Agents aren’t expecting any immediate impact on the market due to the latest hike but have warned buyers that it may eventually start to get harder and more expensive to get a mortgage, especially with rising bills elsewhere.
It may also influence how much buyers can afford to pay for a property and the type of home they look at.
Alex Lyle, director of Richmond estate agency Antony Roberts, said: "Continued lack of stock is more of an issue. At present, buyers are anxious, not so much about rising house prices or mortgage rates, but limited choice. Those buyers who need a mortgage appreciate that while rates are rising, they are still incredibly low.
"Having said that, these now regular increases to interest rates, the almost-weekly adjustment to mortgage rates and rise in the cost of living, will inevitably have an impact on the housing market sooner rather than later."
Jeremy Leaf, north London estate agent and a former RICS residential chairman, said it is first-time buyers who will be clobbered on all sides by rising rents, higher interest rates and more stringent lending criteria.
He added: “Yet while they often come off worse, they are so vital to the successful operation of the housing market, not only at the bottom of the ladder but connected in chains right to the top.”
Dominic Agace, chief executive of leading estate agents Winkworth, said its offices are still seeing an increase in buyer registration, warning: “With further interest rate rises predicted for the year, we do expect this to affect demand later in the year, in particular amongst those requiring higher loan to value mortgages - typically first time buyers.
“This could slow price growth in areas supported by these buyers, with lower disposable income margins hit by increased living costs and interest rates affecting affordability. With a strong labour market and interest rates remaining historically low, we don't expect this to lead to price falls.”
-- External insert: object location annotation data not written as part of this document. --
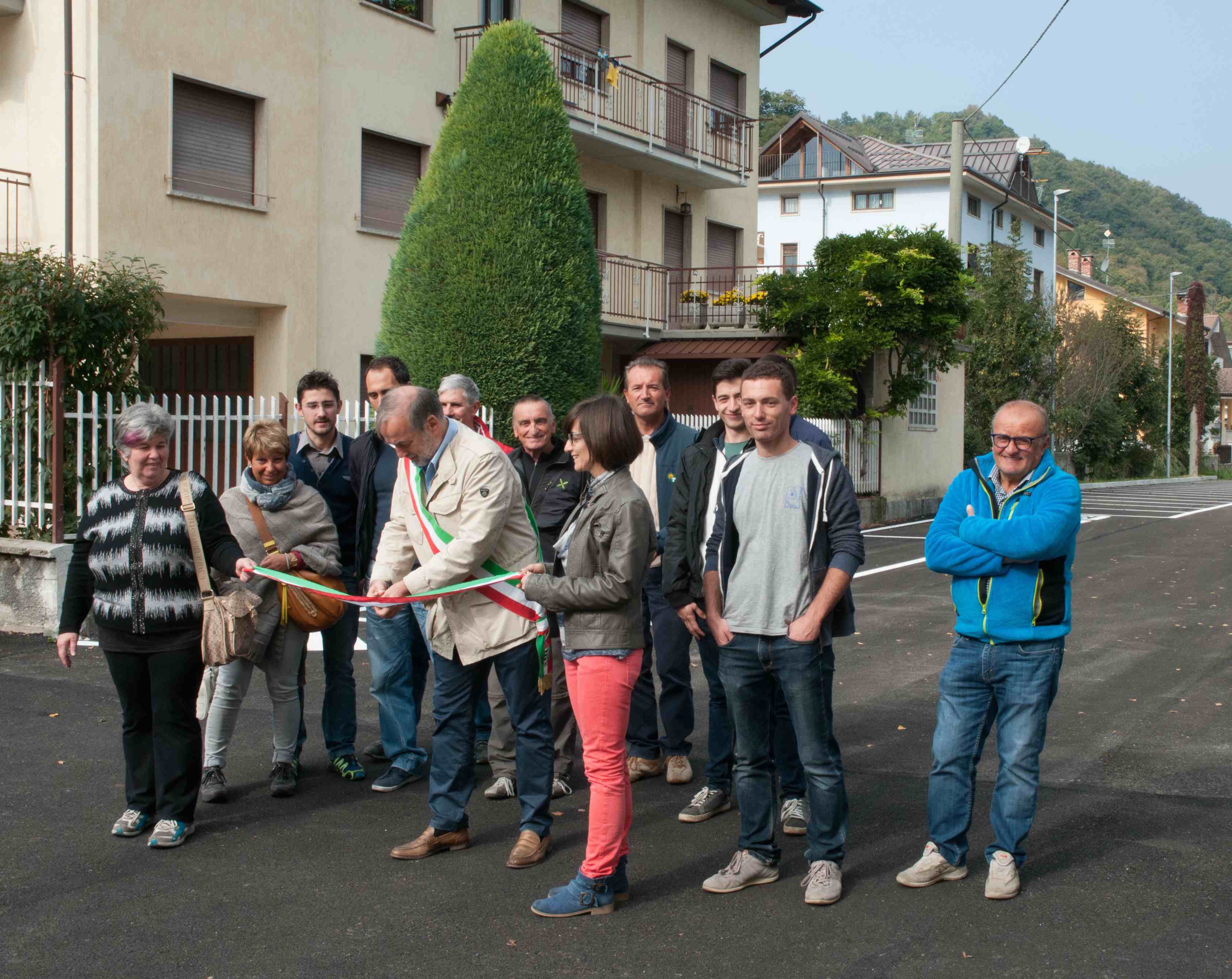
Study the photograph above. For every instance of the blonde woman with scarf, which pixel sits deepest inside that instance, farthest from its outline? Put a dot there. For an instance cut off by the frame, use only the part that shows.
(301, 526)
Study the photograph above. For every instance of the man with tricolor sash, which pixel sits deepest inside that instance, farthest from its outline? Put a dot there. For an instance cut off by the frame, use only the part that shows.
(459, 509)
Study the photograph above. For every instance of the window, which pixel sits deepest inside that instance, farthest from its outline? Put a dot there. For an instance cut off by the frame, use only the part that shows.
(390, 173)
(883, 201)
(922, 413)
(214, 143)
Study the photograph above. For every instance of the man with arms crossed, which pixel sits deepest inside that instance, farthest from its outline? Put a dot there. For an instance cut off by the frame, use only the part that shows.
(779, 564)
(397, 649)
(1006, 531)
(467, 509)
(647, 391)
(552, 487)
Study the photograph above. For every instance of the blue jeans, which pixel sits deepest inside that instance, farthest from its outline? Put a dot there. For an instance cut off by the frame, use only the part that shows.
(666, 637)
(750, 667)
(1013, 686)
(338, 707)
(721, 737)
(399, 662)
(455, 695)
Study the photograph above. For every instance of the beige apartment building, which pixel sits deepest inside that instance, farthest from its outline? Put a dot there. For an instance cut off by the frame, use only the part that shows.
(264, 156)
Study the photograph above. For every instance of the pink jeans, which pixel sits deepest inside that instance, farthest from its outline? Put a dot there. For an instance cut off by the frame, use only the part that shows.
(600, 689)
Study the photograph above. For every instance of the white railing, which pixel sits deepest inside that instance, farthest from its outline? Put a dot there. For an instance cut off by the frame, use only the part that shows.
(857, 441)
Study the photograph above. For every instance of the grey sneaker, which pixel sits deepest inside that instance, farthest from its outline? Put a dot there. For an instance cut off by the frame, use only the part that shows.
(171, 833)
(1002, 882)
(502, 788)
(931, 869)
(745, 871)
(706, 805)
(823, 883)
(794, 817)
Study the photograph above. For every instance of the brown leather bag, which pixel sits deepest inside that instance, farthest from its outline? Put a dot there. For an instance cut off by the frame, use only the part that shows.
(310, 611)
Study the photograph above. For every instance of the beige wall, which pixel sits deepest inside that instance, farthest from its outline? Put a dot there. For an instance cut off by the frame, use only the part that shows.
(325, 70)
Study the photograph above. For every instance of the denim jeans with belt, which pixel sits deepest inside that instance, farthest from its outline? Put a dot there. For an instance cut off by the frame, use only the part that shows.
(750, 667)
(1009, 685)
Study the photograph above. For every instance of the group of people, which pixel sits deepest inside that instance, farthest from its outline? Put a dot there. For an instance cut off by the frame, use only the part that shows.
(613, 547)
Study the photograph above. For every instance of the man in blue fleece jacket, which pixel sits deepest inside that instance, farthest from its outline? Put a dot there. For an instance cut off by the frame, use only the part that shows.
(1006, 531)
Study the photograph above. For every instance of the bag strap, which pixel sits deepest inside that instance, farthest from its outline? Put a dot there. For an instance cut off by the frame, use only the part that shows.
(263, 529)
(190, 521)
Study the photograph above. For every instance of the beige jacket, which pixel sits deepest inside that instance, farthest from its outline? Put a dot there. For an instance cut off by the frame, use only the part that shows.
(477, 499)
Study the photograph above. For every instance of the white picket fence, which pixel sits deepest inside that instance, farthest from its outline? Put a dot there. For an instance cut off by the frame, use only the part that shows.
(858, 442)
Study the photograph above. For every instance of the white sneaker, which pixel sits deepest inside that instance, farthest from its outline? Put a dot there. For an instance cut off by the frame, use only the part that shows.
(1002, 882)
(931, 869)
(745, 871)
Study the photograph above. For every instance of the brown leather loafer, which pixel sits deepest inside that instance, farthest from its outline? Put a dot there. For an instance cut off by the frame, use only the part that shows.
(529, 850)
(431, 841)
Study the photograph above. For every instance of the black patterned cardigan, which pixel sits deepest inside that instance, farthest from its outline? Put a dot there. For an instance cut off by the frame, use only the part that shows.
(132, 563)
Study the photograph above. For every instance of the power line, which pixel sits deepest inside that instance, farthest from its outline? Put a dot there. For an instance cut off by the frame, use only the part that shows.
(1064, 5)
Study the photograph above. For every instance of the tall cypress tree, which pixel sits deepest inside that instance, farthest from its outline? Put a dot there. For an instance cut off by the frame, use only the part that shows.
(496, 275)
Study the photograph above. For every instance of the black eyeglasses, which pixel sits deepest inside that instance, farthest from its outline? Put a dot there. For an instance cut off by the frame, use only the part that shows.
(1022, 442)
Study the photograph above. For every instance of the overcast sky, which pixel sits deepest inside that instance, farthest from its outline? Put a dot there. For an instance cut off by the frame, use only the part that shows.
(1141, 85)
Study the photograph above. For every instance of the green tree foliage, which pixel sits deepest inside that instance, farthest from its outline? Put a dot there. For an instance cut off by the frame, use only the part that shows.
(1012, 338)
(98, 316)
(887, 290)
(777, 109)
(496, 275)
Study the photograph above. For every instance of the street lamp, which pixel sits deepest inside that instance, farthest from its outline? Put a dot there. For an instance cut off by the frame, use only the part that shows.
(1056, 196)
(1167, 457)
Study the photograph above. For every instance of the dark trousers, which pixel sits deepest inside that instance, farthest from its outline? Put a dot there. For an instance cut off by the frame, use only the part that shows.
(158, 695)
(458, 690)
(666, 645)
(721, 739)
(338, 723)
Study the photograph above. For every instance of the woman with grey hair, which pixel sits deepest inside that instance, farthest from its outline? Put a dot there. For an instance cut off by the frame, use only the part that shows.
(132, 567)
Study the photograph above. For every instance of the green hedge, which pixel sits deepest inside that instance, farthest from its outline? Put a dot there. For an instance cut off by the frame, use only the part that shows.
(496, 275)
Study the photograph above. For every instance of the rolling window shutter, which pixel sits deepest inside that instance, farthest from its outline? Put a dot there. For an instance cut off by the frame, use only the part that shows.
(678, 66)
(720, 247)
(390, 174)
(725, 88)
(673, 239)
(582, 27)
(213, 142)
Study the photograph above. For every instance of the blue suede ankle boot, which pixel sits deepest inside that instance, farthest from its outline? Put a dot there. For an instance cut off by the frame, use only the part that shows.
(618, 882)
(582, 896)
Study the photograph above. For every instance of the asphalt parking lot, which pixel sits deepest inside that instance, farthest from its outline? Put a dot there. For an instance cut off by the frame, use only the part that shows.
(1126, 872)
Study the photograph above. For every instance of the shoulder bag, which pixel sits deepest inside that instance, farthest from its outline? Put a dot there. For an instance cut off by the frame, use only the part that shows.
(311, 613)
(228, 622)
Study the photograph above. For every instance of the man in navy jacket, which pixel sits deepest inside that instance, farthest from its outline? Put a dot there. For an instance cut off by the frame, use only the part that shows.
(318, 455)
(1006, 531)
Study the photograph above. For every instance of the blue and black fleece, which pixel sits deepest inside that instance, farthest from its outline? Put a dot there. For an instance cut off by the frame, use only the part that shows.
(1011, 563)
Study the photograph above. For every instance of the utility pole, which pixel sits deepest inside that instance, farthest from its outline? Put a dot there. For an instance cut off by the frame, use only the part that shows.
(958, 135)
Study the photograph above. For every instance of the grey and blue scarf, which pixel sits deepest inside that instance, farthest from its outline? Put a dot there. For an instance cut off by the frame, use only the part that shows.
(269, 498)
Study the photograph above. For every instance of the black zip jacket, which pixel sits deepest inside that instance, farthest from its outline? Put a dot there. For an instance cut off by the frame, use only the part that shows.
(559, 491)
(832, 514)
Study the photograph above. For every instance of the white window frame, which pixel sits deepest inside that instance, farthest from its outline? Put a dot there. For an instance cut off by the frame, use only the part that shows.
(922, 413)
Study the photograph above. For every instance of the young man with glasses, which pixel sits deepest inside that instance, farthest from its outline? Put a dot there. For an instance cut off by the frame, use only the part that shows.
(1006, 531)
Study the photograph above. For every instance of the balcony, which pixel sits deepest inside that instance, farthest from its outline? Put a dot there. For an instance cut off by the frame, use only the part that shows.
(640, 296)
(643, 124)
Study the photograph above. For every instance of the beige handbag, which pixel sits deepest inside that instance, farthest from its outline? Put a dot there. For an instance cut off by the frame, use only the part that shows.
(228, 622)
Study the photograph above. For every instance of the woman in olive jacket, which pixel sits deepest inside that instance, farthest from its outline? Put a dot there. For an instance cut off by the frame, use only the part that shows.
(596, 587)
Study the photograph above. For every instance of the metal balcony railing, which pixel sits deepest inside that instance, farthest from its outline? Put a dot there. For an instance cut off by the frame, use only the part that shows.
(665, 116)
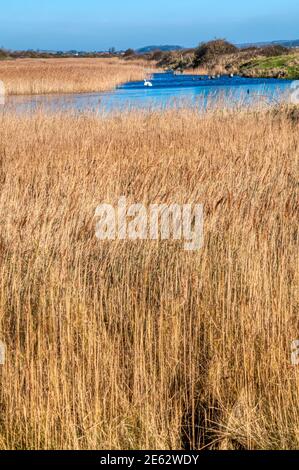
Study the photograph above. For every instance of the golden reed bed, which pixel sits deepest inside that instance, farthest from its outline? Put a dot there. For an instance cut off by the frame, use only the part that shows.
(131, 345)
(39, 76)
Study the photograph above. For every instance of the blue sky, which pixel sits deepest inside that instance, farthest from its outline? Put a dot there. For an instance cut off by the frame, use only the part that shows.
(98, 24)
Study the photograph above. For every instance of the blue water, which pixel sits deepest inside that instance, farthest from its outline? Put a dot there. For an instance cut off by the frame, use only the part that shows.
(168, 90)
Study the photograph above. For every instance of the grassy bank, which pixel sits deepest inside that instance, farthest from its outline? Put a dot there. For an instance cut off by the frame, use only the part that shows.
(221, 57)
(285, 66)
(130, 345)
(38, 76)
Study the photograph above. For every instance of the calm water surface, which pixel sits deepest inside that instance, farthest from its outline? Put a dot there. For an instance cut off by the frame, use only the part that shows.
(168, 90)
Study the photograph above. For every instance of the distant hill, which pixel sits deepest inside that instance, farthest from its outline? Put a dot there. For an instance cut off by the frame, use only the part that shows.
(147, 49)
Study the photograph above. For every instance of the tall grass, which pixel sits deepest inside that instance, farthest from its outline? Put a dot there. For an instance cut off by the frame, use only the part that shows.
(131, 345)
(39, 76)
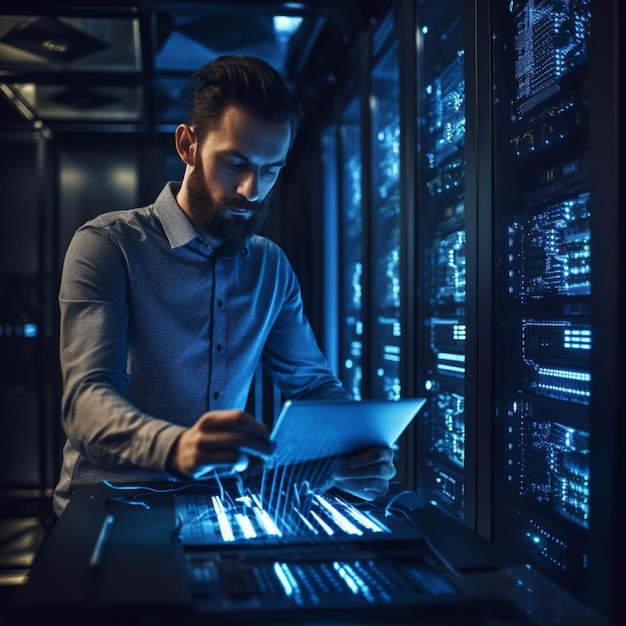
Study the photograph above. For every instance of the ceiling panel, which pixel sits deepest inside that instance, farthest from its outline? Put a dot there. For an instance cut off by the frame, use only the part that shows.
(132, 66)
Nick Leeming, chairman of Jackson-Stops added that most property buyers who are mid-purchase would have worked with a broker to secure a fixed rate deal, but said now is the time for those thinking of moving house.
He said: “We know there will be more rate rises to come, so finding a fixed deal from a recommend mortgage provider now will help mitigate any future hikes.
“We may see house price rises moderate in the coming months as a result, but with demand remaining as high as it is, I don’t see transactions dropping any time soon.
“We’ve all watched house prices rise at their fastest rate in 18 years and we look to a period of market stability in the longer term.
“Our branches have seen an increase in supply over the past week as properties hit the market ready for the summer, with a busy few months predicted as many rush to secure a mortgage.
“We are talking about property market cycles, from seasonal to economic ups and downs, where finding a pattern can help us feel more confident about the market ahead. Many have predicted that we have a few years left to reach the top of the market, but if you are selling now and also buying now, it all comes out in the wash as prices will be relative.
“Selling now while demand is strong could mean getting the best value for your home. But what you don’t want to do is be in a position where you are forced to sell in a market dip and then buy again as values recover. This is a fast moving market so my advice to buyers and sellers would be to act now and with due diligence.”
Further interest rate hikes may also influence the type of properties that buyers consider, Rightmove claims.
Tim Bannister, the portal's director of property science said: "We do anticipate affordability constraints and these economic headwinds such as rising interest rates to have more of an effect on the market later in the year.
"People will need to make decisions around what they can afford, which may mean some people need to lower the property price bracket they are aiming for, assess the mortgage products available in terms of duration and fixed-rate length, or raise a higher deposit in order to borrow less.”
This sentiment was echoed by Nathan Emerson, chief executive of Propertymark, who said: "We don’t anticipate this demand will be watered down but what those movers are able to pay will certainly start to be reconsidered over the coming months."